刺客风波如同一块巨石投入深潭,在锦绣朝堂激起千层浪。皇帝夏静炎为振南王妃凤戏阳夜闯王府、雷霆镇杀“刺客”之事,迅速传遍朝野。
维护之意,昭然若揭。
翌日朝会,气氛诡异。龙椅上的夏静炎面带倦色,眼神却锐利如鹰,扫视着下方噤若寒蝉的臣子。
太后称病未至,但她的影响力无处不在。
果然,御史大夫率先出列,手持玉笏,言辞恳切却字字诛心:“陛下!振南王妃乃亲王正妃,陛下深夜亲至王府,虽为护佑,然瓜田李下,恐惹非议,有损天家颜面与陛下清誉啊!”
“臣附议!”另一位老臣颤巍巍跪下,“陛下当以国事为重,切莫因一妇人而……”
“妇人?”夏静炎打断他,声音不高,却带着冰冷的压力,“哪位爱卿告诉朕,昨夜若朕去晚一步,那‘妇人’血溅五步,我锦绣国该如何向夙砂交代?还是说,诸位觉得,我锦绣亲王王妃的性命,可以任人轻贱?”
他直接将问题拔高到了邦交与国体层面。
那老臣顿时语塞,冷汗涔涔。
“陛下,”又一人出列,是太后的族亲,“王妃安危固然重要,然陛下万金之躯,岂可轻易涉险?王府护卫不力,振南王难辞其咎!臣以为,当严惩王府护卫统领,并责令振南王深刻反省!”
矛头再次指向了被软禁的夏静石。
夏静炎慵懒地靠向龙椅背,指尖轻轻敲击着扶手,目光却瞥向殿外。他早已得到通传,她知道今日朝会议论焦点是她,她竟敢来?
“宣,振南王妃觐见。”他忽然开口,打断了那人的话。
满殿皆惊。后宫不得干政,王妃更无上朝之理!
然而,在夏静炎不容置疑的目光下,无人敢出声反对。
殿门开启,一道绛红色的身影逆着晨光,缓步而入。凤戏阳依旧穿着昨日的宫装,发髻一丝不苟,妆容精致妩媚,仿佛昨夜未曾经历任何风波。她步履从容,穿过两旁或惊愕、或鄙夷、或探究的目光,径直走到御阶之下,屈膝行礼。
“臣妇凤戏阳,参见陛下。”
声音清越,不见丝毫怯懦。
“平身。”夏静炎看着她,眼底闪过一丝得意,“公主来得正好。诸位爱卿正在议论昨夜之事,担忧朕之清誉,亦质疑王府护卫之能。公主是当事人,不妨说说。”
他将一个烫手山芋,轻飘飘地抛给了她。
所有目光都聚焦在她身上,等着看她如何惊慌失措,如何为自己辩解。
凤戏阳缓缓起身,目光平静地扫过方才发言最激烈的几位大臣,那眼神冰冷如刀,竟让那几人下意识地避开了视线。
“臣妾一介女流,不懂朝政。”她开口,语气平淡,“只知昨夜若非陛下及时赶到,臣妇已成一缕孤魂。臣妇的性命,于陛下而言,或如草芥,但于夙砂国,我是父皇唯一的女儿,是凤氏皇族血脉。”
她顿了顿,声音微扬,带着一丝不易察觉的凌厉:“若我在锦绣皇都,在亲王王府,不明不白死于‘刺客’之手,不知夙砂将士,是否会以为这是锦绣的‘待客之道’?不知夙砂百姓,是否会心寒?”
她没有哭诉委屈,没有指责任何人,只是平静地陈述一个可能引发的后果——边境不稳,邦交破裂。
殿内一片死寂。这些文臣武将,可以内斗,可以党同伐异,但谁也不敢轻易承担挑起两国纷争的罪名。

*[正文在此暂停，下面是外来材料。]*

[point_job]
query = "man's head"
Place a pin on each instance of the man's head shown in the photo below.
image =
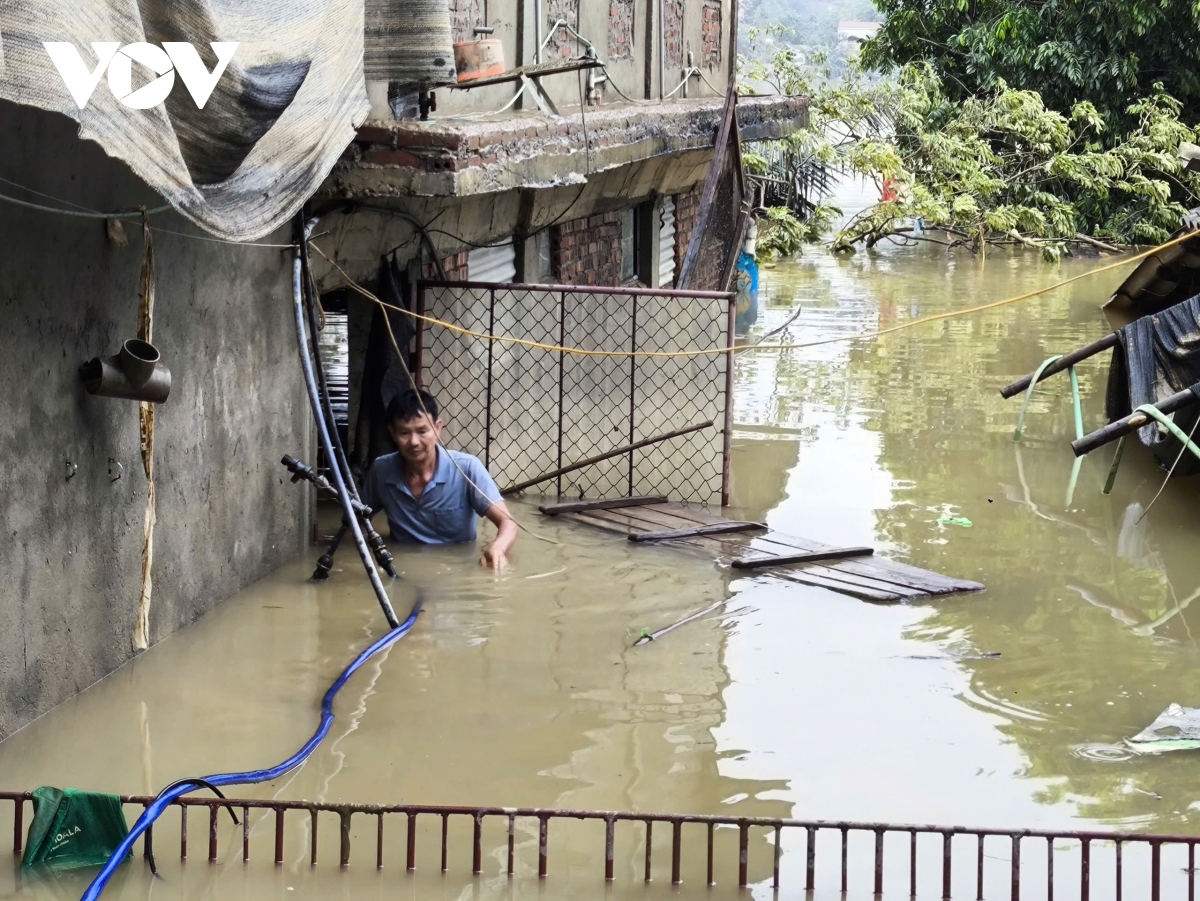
(414, 426)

夏静炎看着她,几乎要为她这番言辞喝彩。好一个以退为进,好一个釜底抽薪!
“至于王爷,”凤戏阳话锋一转,终于提到了夏静石,语气却淡漠得如同在说一个陌生人,“陛下已下旨令其思过,王府护卫亦由陛下派人接管。臣妇相信,陛下自有圣断,必不会让宵小之徒,危及社稷安稳。”
她将所有的皮球,又踢回给了夏静炎,同时彻底撇清了与夏静石的关系,甚至暗示他“无能”,需要皇帝“接管”。
夏静石若在此,听到此言,只怕会心寒彻骨。
夏静炎满意地笑了。“公主深明大义,所言极是。”他目光扫过群臣,“都听到了?王妃安危,关乎两国邦交!日后若再让朕听到任何风言风语,或王妃再有丝毫损伤,朕唯你们是问!”
他顿了顿,看向凤戏阳,语气带着一种近乎宠溺的纵容:“公主受惊了,特许你日后可随时入宫,向太后请安,亦可……来向朕禀报安危。”这无异于给了她一道随时面圣的特权。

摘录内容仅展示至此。